As rescuers picked through rubble to find any remaining
survivors, Iran's Red Crescent on Sunday (June 23) revised the
number of dead in a powerful earthquake in northern Iran to
222 from an earlier estimate of 500 saying some of the injured
had mistakenly been counted among the dead.
"There was a mistake, the previous number was the number
of dead and injured together," state television reported Red
Crescent official Majid Shalviri as saying.
But residents said they believed the death toll was
higher.
Relief workers struggled to treat at least 1,500 injured
people and set up shelter for those made homeless after the
quake measuring 6.3 on the Richter scale hit the northern
Qazvin province early on Saturday (June 22).
"In this village more than 30 people died and after the
quake in the afternoon all the Red Crescent and local people
worked together to help bring out the bodies," Deputy of the
Iranian Red Crescent Hussein Ashrafi told Reuters.
The quake razed dozens of villages in north Iran's Qazvin
province, killing many women, children and elderly people
while the men were working in the fields and vineyards.
Police and soldiers joined the rescue effort which
included sniffer dogs but were making slow progress.
Angry survivors pelted an Iranian minister's convoy with
stones on Sunday after accusing authorities of responding too
slowly to save people buried under the rubble of their homes.
Nearly half the homes in the quake struck area have been
levelled leaving survivors unprotected against the soaring
heat of the day and near-freezing mountain temperatures at
night.
At least 1,500 people were injured and the heaviest
casualties occurred close to the epicentre at Avaj, a mountain
town of 3,600 people some 200 km (130 miles) west of the
capital, Tehran.
Mohamed Hussein walked hopelessly amongst the rubble of
the Changureh village, west of Tehran, on Sunday. "I lost my
wife, my two young sons, my house, there is no water," he
said, wailing.
The head of Iran's Red Crescent said relief workers,
food, more than 1,000 tents, 2,500 blankets and mobile
kitchens had been dispatched to the stricken area.
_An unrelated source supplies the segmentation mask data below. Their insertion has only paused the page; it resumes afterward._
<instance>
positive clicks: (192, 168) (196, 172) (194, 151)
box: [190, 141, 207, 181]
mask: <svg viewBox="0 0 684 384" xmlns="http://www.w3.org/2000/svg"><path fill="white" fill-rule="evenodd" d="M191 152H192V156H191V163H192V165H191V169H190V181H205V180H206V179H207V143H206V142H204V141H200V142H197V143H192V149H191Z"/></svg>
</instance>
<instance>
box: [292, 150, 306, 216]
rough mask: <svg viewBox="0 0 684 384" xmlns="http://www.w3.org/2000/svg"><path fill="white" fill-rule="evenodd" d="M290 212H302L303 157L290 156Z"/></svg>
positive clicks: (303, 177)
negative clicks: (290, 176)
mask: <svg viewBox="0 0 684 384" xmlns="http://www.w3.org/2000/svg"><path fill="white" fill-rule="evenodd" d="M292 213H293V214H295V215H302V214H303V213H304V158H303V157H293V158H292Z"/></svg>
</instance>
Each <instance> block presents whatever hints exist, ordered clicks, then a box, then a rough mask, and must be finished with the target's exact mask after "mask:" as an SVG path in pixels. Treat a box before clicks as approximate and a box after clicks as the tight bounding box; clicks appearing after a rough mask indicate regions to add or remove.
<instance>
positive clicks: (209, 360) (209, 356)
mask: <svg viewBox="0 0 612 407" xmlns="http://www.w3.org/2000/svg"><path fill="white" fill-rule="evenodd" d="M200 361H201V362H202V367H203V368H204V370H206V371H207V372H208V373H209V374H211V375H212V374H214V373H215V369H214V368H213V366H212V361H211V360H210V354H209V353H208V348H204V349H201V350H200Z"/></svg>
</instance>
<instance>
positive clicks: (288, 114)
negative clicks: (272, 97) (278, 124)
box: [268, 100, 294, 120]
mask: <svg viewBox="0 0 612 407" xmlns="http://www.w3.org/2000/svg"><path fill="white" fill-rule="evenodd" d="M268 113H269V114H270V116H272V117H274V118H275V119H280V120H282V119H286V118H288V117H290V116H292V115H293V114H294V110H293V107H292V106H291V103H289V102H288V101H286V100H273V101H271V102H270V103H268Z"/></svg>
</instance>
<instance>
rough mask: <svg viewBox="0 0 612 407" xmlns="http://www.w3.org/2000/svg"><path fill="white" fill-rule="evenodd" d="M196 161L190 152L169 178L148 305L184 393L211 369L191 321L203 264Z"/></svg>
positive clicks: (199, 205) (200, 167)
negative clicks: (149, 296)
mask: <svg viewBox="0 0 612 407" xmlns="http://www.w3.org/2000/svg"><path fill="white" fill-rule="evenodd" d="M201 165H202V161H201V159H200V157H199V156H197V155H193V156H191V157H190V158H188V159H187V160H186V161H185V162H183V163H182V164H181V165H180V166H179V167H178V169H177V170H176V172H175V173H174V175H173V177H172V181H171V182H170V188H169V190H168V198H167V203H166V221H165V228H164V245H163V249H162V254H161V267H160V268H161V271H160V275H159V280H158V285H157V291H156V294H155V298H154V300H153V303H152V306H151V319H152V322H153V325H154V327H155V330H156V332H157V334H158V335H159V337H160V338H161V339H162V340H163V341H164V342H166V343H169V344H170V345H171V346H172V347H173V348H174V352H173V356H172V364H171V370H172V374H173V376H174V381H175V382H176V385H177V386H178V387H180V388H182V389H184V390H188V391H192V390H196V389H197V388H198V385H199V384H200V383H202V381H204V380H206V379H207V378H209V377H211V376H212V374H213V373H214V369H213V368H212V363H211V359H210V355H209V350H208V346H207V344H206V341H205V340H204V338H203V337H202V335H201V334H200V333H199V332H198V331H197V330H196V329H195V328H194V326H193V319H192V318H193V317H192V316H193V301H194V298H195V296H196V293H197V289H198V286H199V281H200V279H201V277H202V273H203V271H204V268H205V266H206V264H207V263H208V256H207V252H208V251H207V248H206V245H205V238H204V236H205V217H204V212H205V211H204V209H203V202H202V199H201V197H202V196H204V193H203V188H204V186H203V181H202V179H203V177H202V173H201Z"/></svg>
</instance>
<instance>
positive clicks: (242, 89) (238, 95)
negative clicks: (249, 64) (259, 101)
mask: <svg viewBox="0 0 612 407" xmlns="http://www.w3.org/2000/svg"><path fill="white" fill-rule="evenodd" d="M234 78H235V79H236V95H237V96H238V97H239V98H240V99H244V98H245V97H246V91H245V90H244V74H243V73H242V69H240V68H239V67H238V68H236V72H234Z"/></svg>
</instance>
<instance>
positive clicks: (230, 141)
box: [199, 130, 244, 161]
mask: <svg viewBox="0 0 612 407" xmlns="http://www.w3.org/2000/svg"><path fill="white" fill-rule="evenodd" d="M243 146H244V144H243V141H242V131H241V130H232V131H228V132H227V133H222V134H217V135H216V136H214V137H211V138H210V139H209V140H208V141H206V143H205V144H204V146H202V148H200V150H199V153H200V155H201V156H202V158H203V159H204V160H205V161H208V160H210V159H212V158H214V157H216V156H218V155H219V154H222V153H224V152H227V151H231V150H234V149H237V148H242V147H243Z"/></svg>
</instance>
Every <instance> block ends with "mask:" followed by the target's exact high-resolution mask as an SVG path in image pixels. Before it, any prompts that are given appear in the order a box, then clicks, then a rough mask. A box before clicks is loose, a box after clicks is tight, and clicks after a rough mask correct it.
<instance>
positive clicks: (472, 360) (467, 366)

Extra
ambulances had been sent, while the army was supplying water
trucks.
In 1997, a tremor measuring 7.1 on the Richter scale
killed 1,560 people in eastern Iran near the Afghan border.
Experts say earthquakes here are infrequent, but that
means pressure in the faultlines builds up, giving them extra
force.
U.S. President George W. Bush, who said he was
saddened by news of the earthquake, extended an offer of
humanitarian aid to Iran, reaching out to a country his
administration has branded part of an "axis of evil".
"Human suffering knows no political boundaries," Bush
said in a statement. "We stand ready to assist the people of
Iran as needed and as desired".
Washington has called Iran part of an "axis of evil"
with Iraq and North Korea and alleged Iran was developing
nuclear weapons and sheltering al Qaeda fighters who fled
Afghanistan.
The United States blames al Qaeda for the hijacked
airliner attacks on New York and Washington on September 11.
Iran's interior minister stopped short of accepting
Bush's offer and instead said Tehran would accept humanitarian
aid from U.S. non-governmental organisations.